Lieber Pfarrer Muchlinsky,
ich besuche recht regelmäßig den Sonntagsgottesdienst. Eine Frage beschäftigt mich aber schon länger. Wenn das Gloria gesungen wird, bin ich nie sicher, welcher Text dran ist. Oft ist die Nummer nicht angeschlagen, trotzdem wissen die meisten Leute unserer Gemeinde, welches Lied gesungen wird. So hatten wir die Nummer 179 (1. Strophe aber auch schon 2. Strophe) aus dem Gesangbuch ebenso wie die Nummer 180.2. Gibt es da eine genaue Regel oder woher wissen die Leute, ob die erste oder zweite Strophe der Nummer 179 gesungen wird, wenn es nicht angeschlagen steht?
Vielen Dank vorab für Ihre Antwort.
Mit freundlichen Grüßen
Karina
Liebe Karina,
vielen Dank für Ihre Frage, die ich sehr gut verstehen kann. Manches Mal hat man das Gefühl alle wissen Bescheid, nur man selbst nicht recht. Nicht selten geht das auch mir so, wenn ich z.B. in einer mir fremden Gemeinde zum Gottesdienst gehe und auch dort nicht so recht in die Abläufe eingeweiht bin. Zwar kann ich mir meist alles erschließen, aber der genaue Ablauf ist mir auch nicht immer klar, wenn ich durch die Tür die Kirche betrete.
Damit sind wir auch schon am entscheidenden Punkt Ihrer Frage. Denn man könnte fast sagen, dass es so viele verschiedene Gottesdienstabläufe gibt, wie es auch Gemeinden gibt. Natürlich gibt es Richtlinien, aber trotzdem gestaltet jede Gemeinde ihren Gottesdienst ein wenig individuell. Die Struktur der evangelischen Kirchen in Deutschland setzt sich aus verschiedenen Gliedkirchen oder auch Landeskirchen genannt, zusammen. Diese können, sowohl von ihrer Konfession, als auch von ihren Abläufen verschieden sein. So handelt es sich bei der evangelischen Kirche im Rheinland zum Beispiel um eine unierte Landeskirche und bei der evangelisch-lutherischen Kirche in Bayern um eine lutherische Kirche. Dementsprechend können auch die Liturgie und Gottesdienstabläufe teilweise verschieden sein.
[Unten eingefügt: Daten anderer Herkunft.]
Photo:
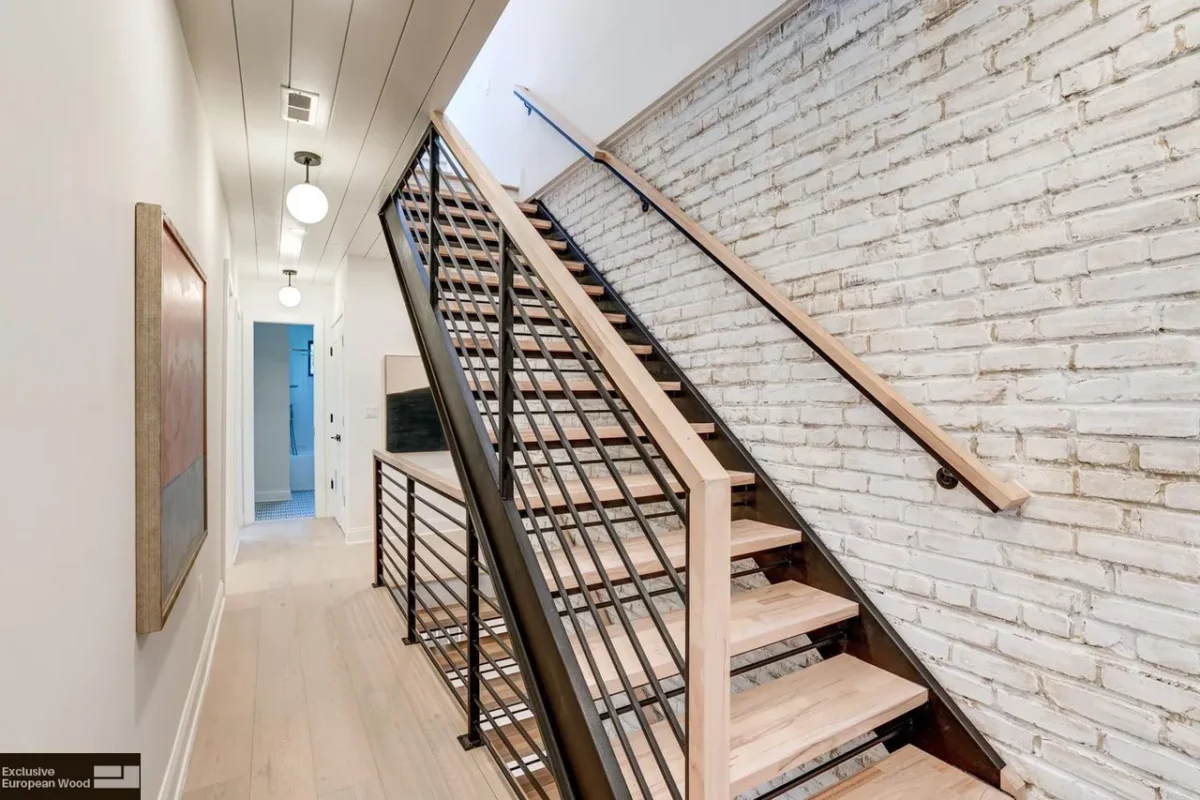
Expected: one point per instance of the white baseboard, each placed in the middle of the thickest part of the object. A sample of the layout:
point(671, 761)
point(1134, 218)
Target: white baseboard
point(181, 752)
point(359, 535)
Grundsätzlich obliegt die Gestaltung des Gottesdienstes jedoch der (Pfarr-)Person, die den Gottesdienst hält. Sie orientiert sich dabei an der sogenannten Agende, die die Vereinigte evangelisch-lutherische Kirche in Deutschland (VELKD) herausgibt. Dort heißt es zum Gloria, welches nach dem Kyrie folgt, dass es im Wechsel zwischen einer Einzelstimme oder einem Chor und der Gemeinde gesungen wird. Man singt aus dem Evangelischen Gesangbuch (EG) 180.1-4 "Ehre sei Gott in der Höhe - und auf Erden Fried, den Menschen ein Wohlgefallen". Die Gemeinde singt anschließend das Laudamus (EG 180.1) oder ein Glorialied (EG 179, 180.2-4). In der Fastenzeit entfällt das Gloria.
Es spielen also verschiedene Faktoren eine Rolle, wenn es um das Gloria geht.
1. Verschiedene Gemeinden haben verschiedene Traditionen.
2. Die Vorgaben der Agende sind interpretationsfähig.
3. Die Person, die den Gottesdienst vorbereitet und hält entscheidet welches Gloria gesungen wird.
Mein Tipp für Ihren nächsten Gottesdienstbesuch: in manchen Gemeinden gibt es entweder ganz vorn oder ganz hinten im Gesangbuch, welches Ihnen zu Beginn ausgehändigt wird, einen Gottesdienstablauf. Mit diesem können Sie normalerweise gut folgen. Oder fragen Sie direkt, wenn Ihnen das Gesangbuch gereicht wird, nach der Liturgie. Vielleicht gibt es ein Informationsblatt, auf dem alles aufgelistet und beschrieben ist, so dass Sie gut folgen können.
Und wenn sich Ihnen weiterhin der Ablauf und die Wahl des Glorias nicht erschließt, dann sprechen Sie gern Ihre Pfarrerin oder Ihren Pfarrer darauf an und fragen Sie nach.